Former senior engineer at Lockheed Martin Corp., Darrol Olsen, filed a False Claims Act lawsuit against Lockheed, alleging that Lockheed used inferior and defective coatings on F22 aircraft.  The coatings are allegedly critical for the F22s stealth capability. The U.S. Air Force purchased 648 of these F-22s from Lockheed at a cost of about $87 billion. The Government did not intervene in the lawsuit, and the district court dismissed the complaint because Olsen failed to plead the claims with the particularity required by Rule 9(b) of the Federal Rules of Civil Procedure. The 11th Circuit affirmed the district court’s opinion. See United States ex rel. a.k.a. SEAL 1 v. Lockheed Martin Corp., Case No. 10-14763, 2011 WL 2150052 (11th Cir. June 1, 2011).

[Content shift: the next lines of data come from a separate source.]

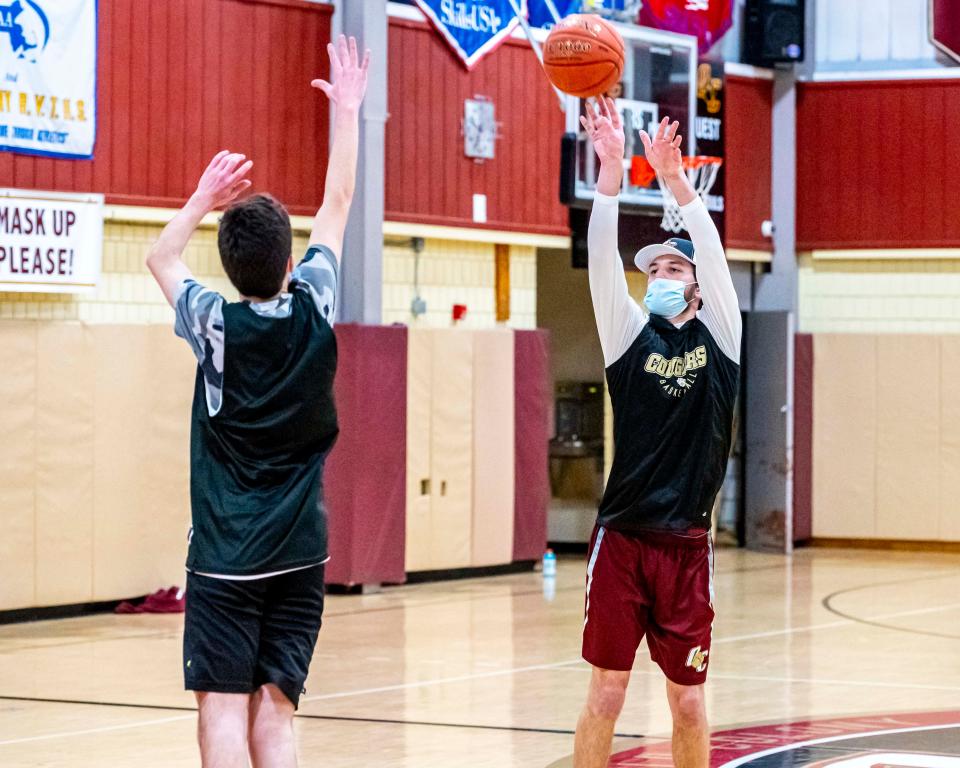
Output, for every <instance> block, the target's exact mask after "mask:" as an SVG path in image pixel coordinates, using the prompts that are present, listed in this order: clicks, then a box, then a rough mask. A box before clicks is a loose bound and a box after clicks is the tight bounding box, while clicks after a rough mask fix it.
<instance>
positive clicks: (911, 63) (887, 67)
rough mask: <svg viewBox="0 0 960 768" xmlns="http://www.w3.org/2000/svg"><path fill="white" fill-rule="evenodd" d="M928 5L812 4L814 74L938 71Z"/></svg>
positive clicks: (888, 2)
mask: <svg viewBox="0 0 960 768" xmlns="http://www.w3.org/2000/svg"><path fill="white" fill-rule="evenodd" d="M927 2H928V0H816V7H815V13H816V45H815V50H816V60H817V69H818V70H829V69H874V68H875V69H900V68H902V67H903V66H904V65H907V66H908V67H925V66H928V67H936V66H939V65H938V63H937V60H936V49H935V48H934V47H933V46H932V45H930V43H929V41H928V40H927Z"/></svg>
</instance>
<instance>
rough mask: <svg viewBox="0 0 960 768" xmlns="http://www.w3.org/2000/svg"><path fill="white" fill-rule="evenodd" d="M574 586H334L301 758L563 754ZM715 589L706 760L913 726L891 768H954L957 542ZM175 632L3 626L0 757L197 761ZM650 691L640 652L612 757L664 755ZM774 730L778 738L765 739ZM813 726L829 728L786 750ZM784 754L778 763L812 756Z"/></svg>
mask: <svg viewBox="0 0 960 768" xmlns="http://www.w3.org/2000/svg"><path fill="white" fill-rule="evenodd" d="M583 577H584V561H583V558H580V557H570V558H562V559H561V560H560V562H559V569H558V576H557V579H556V584H555V590H554V591H553V594H550V592H551V590H548V589H545V585H544V580H543V578H542V577H541V576H540V574H537V573H525V574H519V575H511V576H500V577H488V578H477V579H471V580H465V581H449V582H438V583H432V584H420V585H411V586H404V587H392V588H388V589H385V590H384V591H383V592H381V593H379V594H373V595H349V596H336V595H333V596H330V597H329V599H328V603H327V611H326V614H325V620H324V628H323V630H322V632H321V635H320V643H319V646H318V648H317V652H316V655H315V656H314V661H313V670H312V674H311V677H310V679H309V680H308V681H307V686H306V687H307V695H306V696H305V697H304V699H303V701H302V704H301V707H300V711H299V714H298V718H297V720H296V728H297V734H298V740H299V750H300V764H301V766H306V767H310V766H317V768H319V767H320V766H323V767H324V768H334V767H335V766H344V767H346V766H350V768H355V767H356V766H398V767H399V766H409V768H452V767H453V766H470V767H472V768H473V767H475V768H481V767H483V768H504V766H548V765H549V766H556V767H557V768H559V766H569V765H571V764H572V762H571V758H570V754H571V752H572V750H573V730H572V729H573V728H574V726H575V723H576V720H577V716H578V713H579V711H580V707H581V705H582V702H583V698H584V694H585V691H586V687H587V681H588V679H589V667H588V666H587V665H586V664H585V663H584V662H583V661H581V660H580V658H579V640H580V627H581V625H582V623H583V619H582V610H583ZM715 583H716V594H717V621H716V625H715V627H714V641H713V650H712V651H711V655H710V662H711V666H710V670H711V672H710V677H709V681H708V684H707V696H708V708H709V712H710V717H711V725H712V727H713V729H714V731H715V732H718V737H717V741H716V746H715V750H714V759H713V763H714V765H721V764H726V763H725V762H724V760H725V758H724V755H726V754H728V753H729V755H733V754H734V752H730V751H729V750H728V751H727V752H722V751H721V750H720V745H722V744H726V745H727V746H731V745H732V747H731V748H734V747H736V748H740V749H741V751H743V750H744V749H745V750H746V751H747V752H750V751H752V752H755V753H759V752H761V751H762V750H767V749H769V748H770V747H771V746H776V744H787V745H789V743H790V741H791V735H790V734H791V733H793V731H790V729H784V728H782V727H778V728H776V729H770V728H767V729H766V731H764V728H763V725H767V726H769V725H770V724H779V723H796V722H798V721H810V720H815V721H818V720H821V719H823V720H827V719H831V718H832V719H833V720H832V722H834V723H838V722H839V723H840V725H839V726H838V727H836V728H835V730H836V732H837V733H840V734H846V735H845V736H843V738H844V739H847V738H850V737H851V736H857V738H858V739H859V741H858V740H854V741H849V742H845V741H843V740H840V741H837V740H831V739H830V738H826V739H824V740H825V741H827V742H828V751H829V757H830V758H832V759H834V760H836V761H839V762H831V763H830V764H838V765H839V764H843V765H851V766H853V765H860V763H858V762H856V760H855V759H854V756H855V755H861V756H862V755H863V754H864V751H865V750H866V751H870V750H871V749H874V748H873V747H872V746H871V745H870V744H869V743H867V742H864V741H863V738H862V737H861V732H864V733H865V732H867V731H873V732H876V731H878V730H883V732H884V733H892V732H896V733H907V734H908V735H909V736H910V740H909V745H910V746H909V750H911V754H910V755H907V754H906V753H905V752H903V751H902V749H901V748H900V747H897V746H896V745H894V747H890V746H889V744H887V743H886V742H884V743H883V744H880V743H879V742H878V744H879V746H881V747H883V748H884V749H886V750H887V751H888V752H889V751H891V750H894V749H895V750H899V751H898V754H901V759H900V760H898V762H897V765H905V766H914V765H918V766H933V765H936V766H951V767H954V766H960V711H955V712H951V711H950V710H957V709H958V706H960V705H958V702H960V654H958V653H957V647H958V646H957V641H958V640H960V555H950V554H937V553H934V554H931V553H901V552H868V551H846V550H824V549H804V550H799V551H798V552H797V553H796V554H795V555H794V556H793V557H792V558H786V557H783V556H780V555H765V554H757V553H752V552H746V551H743V550H736V549H721V550H719V551H718V553H717V562H716V580H715ZM181 631H182V616H179V615H175V616H169V615H167V616H163V615H134V616H114V615H98V616H91V617H85V618H77V619H67V620H59V621H45V622H36V623H29V624H16V625H7V626H3V627H0V765H2V766H4V768H26V766H30V767H31V768H33V767H34V766H68V765H69V766H71V768H102V767H103V766H134V765H135V766H137V768H161V766H162V767H163V768H178V767H180V766H198V765H199V759H198V753H197V749H196V746H195V740H194V739H195V728H196V714H195V712H194V711H193V698H192V695H191V694H189V693H186V692H184V691H183V690H182V679H181V673H180V640H181ZM663 689H664V685H663V680H662V677H661V675H660V673H659V671H658V669H657V668H656V667H655V666H654V665H653V664H652V663H651V662H650V660H649V657H648V655H647V651H646V646H645V645H644V646H642V647H641V649H640V651H639V653H638V656H637V663H636V666H635V670H634V677H633V680H632V683H631V688H630V691H629V694H628V697H627V704H626V707H625V709H624V712H623V715H622V717H621V719H620V722H619V725H618V734H619V735H618V738H617V740H616V742H615V745H614V753H615V757H614V758H613V759H612V761H611V765H623V766H626V765H645V766H651V765H665V766H669V765H670V764H671V763H670V761H669V750H668V739H669V732H670V719H669V712H668V710H667V705H666V700H665V697H664V692H663ZM892 715H896V717H892ZM881 716H884V717H881ZM854 717H856V718H857V720H856V721H855V722H854V721H850V720H848V719H849V718H854ZM836 718H845V719H844V720H840V721H837V720H836ZM924 718H927V719H926V720H925V719H924ZM851 722H852V723H853V724H851ZM912 723H916V724H917V725H915V726H911V724H912ZM923 723H935V725H925V726H924V725H922V724H923ZM753 726H756V728H757V729H759V730H756V729H755V730H754V731H751V727H753ZM861 726H862V727H861ZM895 726H896V727H895ZM858 728H859V729H860V730H857V729H858ZM731 729H740V730H736V731H735V733H736V734H739V735H736V736H730V735H729V734H727V735H724V734H723V733H719V732H723V731H730V730H731ZM884 729H885V730H884ZM771 731H776V732H777V733H778V734H780V736H781V737H782V738H779V741H778V740H777V739H769V738H759V737H757V736H756V734H757V733H761V732H765V733H768V734H769V732H771ZM811 732H812V733H814V735H818V736H824V737H827V736H829V735H830V733H832V731H831V730H830V726H828V725H824V726H822V727H819V726H818V727H817V728H815V729H813V731H811V730H810V728H809V727H808V728H807V729H806V730H805V731H803V734H804V736H803V738H801V736H800V734H801V731H800V730H796V734H797V737H796V738H794V739H793V741H804V739H807V738H808V737H809V736H810V733H811ZM751 733H753V734H754V735H753V736H751V735H750V734H751ZM838 738H840V737H838ZM884 738H887V739H889V738H892V737H889V736H887V737H884ZM847 743H849V744H850V745H851V746H850V747H849V748H848V747H846V746H845V744H847ZM751 744H753V745H756V746H754V747H751V746H750V745H751ZM864 745H866V746H864ZM949 745H953V746H952V747H951V746H949ZM918 752H919V753H920V756H919V757H918V755H917V754H915V753H918ZM778 754H780V755H782V756H781V757H779V758H778V760H779V761H778V762H776V765H778V766H785V765H812V764H813V761H814V758H815V757H817V755H815V754H814V753H813V752H811V748H809V747H805V748H803V749H800V750H797V749H794V750H793V751H792V752H790V751H789V750H788V751H787V752H782V751H781V752H779V753H778ZM877 754H879V753H877ZM644 755H646V757H644ZM658 755H659V757H657V756H658ZM924 755H926V757H924ZM846 756H849V757H850V761H849V762H844V758H845V757H846ZM821 757H822V756H821ZM817 759H819V758H817ZM750 760H751V758H749V757H748V758H741V759H740V760H739V761H738V762H735V764H737V765H742V764H747V763H749V764H754V763H751V762H750ZM755 764H757V765H760V764H765V765H768V764H770V763H763V762H762V761H760V762H756V763H755ZM817 764H824V763H817ZM872 764H873V763H872V762H867V763H864V765H872Z"/></svg>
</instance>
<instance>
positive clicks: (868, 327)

The 11th Circuit found significant that Olsen did not allege that the misrepresentations made by Lockheed officials played any role in the U.S. Air Force’s decision to make payments on the claims submitted by Lockheed for the F22s.  The particulars of the allegedly false claims missing from the complaint included:

  • the number of claims presented;
  • the dates on when the claims were made;
  • terms of payment;
  • what representations were made at the time Lockheed sought payment; and
  • how the representations were false and fraudulent.

The 11 Circuit held, as courts have frequently stated, the failure to allege sufficient specifics of the “who, what, where and when of alleged false statements” is fatal to the FCA complaint.